A hem facing is a separate pattern piece which is used for finishing hems, instead of a traditional folded hem. The hem facing is sewn onto the bottom of the garment before being turned up inside and stitched down, giving a lovely clean finish.
Where would I use it?
There’s lots of instances where you could use a hem facing, but here’s a few suggestions:
- On a curved hem, where it can be difficult to ease in the excess fabric on a traditional double turn hem, especially if you’d like a deeper hem
- If a garment has turned out a bit shorter than you’d like and you want to preserve as much length as possible, then a hem facing is a great way to do this. You can sew your hem facing on with as little as a ¼” / 6mm seam allowance, keeping the much needed length in your garment.

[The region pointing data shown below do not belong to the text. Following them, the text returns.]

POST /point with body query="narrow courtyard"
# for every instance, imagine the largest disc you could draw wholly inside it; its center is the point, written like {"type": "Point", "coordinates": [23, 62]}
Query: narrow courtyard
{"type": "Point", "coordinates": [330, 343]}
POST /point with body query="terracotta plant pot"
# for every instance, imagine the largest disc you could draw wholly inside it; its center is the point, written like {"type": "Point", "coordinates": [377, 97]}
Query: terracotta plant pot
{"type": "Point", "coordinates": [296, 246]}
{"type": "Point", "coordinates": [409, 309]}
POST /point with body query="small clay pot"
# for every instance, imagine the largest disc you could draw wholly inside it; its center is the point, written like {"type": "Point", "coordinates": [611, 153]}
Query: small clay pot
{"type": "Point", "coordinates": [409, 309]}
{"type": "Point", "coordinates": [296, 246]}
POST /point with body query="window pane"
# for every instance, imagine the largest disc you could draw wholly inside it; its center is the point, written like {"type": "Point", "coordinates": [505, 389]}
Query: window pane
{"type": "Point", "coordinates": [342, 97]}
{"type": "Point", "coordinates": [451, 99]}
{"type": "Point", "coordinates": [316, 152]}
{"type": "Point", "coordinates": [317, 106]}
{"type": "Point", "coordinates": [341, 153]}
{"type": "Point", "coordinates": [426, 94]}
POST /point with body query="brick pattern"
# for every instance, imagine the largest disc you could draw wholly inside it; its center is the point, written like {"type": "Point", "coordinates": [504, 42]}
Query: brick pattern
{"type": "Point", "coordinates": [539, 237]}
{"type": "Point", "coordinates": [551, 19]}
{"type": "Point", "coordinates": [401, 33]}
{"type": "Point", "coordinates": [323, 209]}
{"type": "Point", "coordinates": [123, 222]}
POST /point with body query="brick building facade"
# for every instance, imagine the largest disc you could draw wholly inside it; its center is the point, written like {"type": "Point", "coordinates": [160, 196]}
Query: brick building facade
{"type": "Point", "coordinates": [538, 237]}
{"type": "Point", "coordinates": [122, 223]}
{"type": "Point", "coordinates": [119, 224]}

- When using a lightweight fabric a hem facing can add weight to the bottom of the garment and help it to hang. Bear in mind though that this will give a less floaty finish than if you used a narrow hem.
- On thick fabrics a hem facing can help to reduce bulk at the hemline, as you can use a lighter weight fabric for the facing.
- If you want to add stability or structure at the hemline then a hem facing can really help with this. Use a heavier weight fabric for the facing and interface it first to provide more body
- When you want a fun contrast on the inside of your garment then you can use a bold print for your facing. Use this to match with other details like pocket or waistband linings.
In this example I’m drafting a hem facing for the Strata Top by Sew Liberated, to add more weight and interest at the hem.
How do I draft and sew one?
Some patterns come with a facing piece already included, but if your pattern doesn’t then you’ll be pleased to hear they’re very simple to draft. To do this you’ll need some scraps of paper or newspaper, a pen or pencil and a ruler.
Firstly you’ll need to decide how deep you’d like your finished hem facing to be. In my example I’ve made the finished facing 2” / 5cm, which gives a nice deep hem. But you are the designer here! Feel free to make yours narrower or taller.
Press the facing towards the seam allowance and understitch. This is a line of stitching on the facing which catches both seam allowances below and helps the facing stay nice and hidden on the inside.
Now press the facing all the way to the inside and pin into position. Make sure it’s nice and smooth here and the fabric isn’t getting tucked or folded. Again, align any seams with each other, as well as the centre front and centre back points.